Bus Mapping and Basic GIS with GeoPandas¶

GeoPandas wraps several of Python GIS tools into a set of convenient functions for storing and operating on shapefiles as DataFrames, and makes working with shapefiles look similar to working with Pandas. In this demo, I'm going to demonstrate some of the basic geopandas functionality for getting started with working with shapefiles, and compute some summary statistics from the data.

The shapefiles I'm using are from the DC open data portal http://opendata.dc.gov/datasets and contain WMTA ( Washington Metro Transit Authority ) Bus stops, and Bus Routes.

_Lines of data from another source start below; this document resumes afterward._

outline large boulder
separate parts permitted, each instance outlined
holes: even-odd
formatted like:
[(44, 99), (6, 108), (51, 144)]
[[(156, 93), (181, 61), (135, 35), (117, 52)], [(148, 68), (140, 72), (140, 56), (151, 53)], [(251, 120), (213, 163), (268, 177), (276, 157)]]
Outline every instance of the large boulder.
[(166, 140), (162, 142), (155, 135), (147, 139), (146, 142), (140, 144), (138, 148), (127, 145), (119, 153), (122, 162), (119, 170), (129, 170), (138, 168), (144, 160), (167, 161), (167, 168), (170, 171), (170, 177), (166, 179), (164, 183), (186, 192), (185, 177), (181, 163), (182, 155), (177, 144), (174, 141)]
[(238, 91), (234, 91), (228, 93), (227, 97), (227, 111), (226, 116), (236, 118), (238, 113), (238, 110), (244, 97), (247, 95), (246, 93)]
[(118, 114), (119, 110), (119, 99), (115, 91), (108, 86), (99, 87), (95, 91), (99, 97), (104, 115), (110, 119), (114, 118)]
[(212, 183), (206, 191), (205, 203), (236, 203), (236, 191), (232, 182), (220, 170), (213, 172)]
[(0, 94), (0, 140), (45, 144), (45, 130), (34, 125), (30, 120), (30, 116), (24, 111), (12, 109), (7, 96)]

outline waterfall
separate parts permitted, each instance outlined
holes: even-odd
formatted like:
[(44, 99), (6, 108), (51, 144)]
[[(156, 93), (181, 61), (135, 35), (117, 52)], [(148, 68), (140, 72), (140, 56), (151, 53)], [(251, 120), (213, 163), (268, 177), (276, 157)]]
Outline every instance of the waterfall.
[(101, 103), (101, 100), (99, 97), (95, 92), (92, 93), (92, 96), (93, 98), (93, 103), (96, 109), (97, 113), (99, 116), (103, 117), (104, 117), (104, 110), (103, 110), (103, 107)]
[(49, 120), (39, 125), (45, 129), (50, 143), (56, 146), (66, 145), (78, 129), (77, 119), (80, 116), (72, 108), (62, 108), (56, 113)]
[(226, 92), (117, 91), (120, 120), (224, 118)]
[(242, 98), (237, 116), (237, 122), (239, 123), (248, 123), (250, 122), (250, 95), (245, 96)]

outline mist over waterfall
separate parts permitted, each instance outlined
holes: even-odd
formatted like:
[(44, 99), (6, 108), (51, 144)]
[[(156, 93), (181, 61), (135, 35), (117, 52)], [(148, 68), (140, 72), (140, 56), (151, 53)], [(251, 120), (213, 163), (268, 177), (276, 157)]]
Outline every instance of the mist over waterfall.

I download the .zip files, and unzip them on my local machine.

The main steps that are covered in this demo are:

Load Packages
Load Shapefiles
Examine the Data, and make some basic visualizations
Combine the Datsets Using Spatial Joins
Create a Full Crosswalk File
Summary statistics about stops and routes
- What is the average number of bus stops are on each route in the WMTA system?
- How many bus lines serve each block group in DC?
Starting to think about other questions that we can answer with additional geospatial operations.

Other topics that will be addressed separately on using geospatial data in python

Coordinate Systems and Map projections
Constructing an adjacency matrix from a shapefiles
Constructing attributes using spatial operations such as distance, driving distance, and other spatial operations.

1. Load Packages¶

In [1]:

# !pip install geopandas 
# !pip install rtree

# an rtree dependency 
# !brew install Spatialindex ( For the mac )

In [2]:

import pandas as pd 
import numpy as np

# geospatial tools
import geopandas
import rtree

# plotting tools
import matplotlib
import matplotlib.pyplot as plt
%matplotlib inline

2. Loading Shapefiles¶

Shapefiles are a widely used geospatial data format ( although not the only one ).

I've obtained shapefiles from _ containing WMTA ( Washington Metro Transit Authority ) Bus stops, and Bus Routes. I download the .zip files, and unzip them on my local machine.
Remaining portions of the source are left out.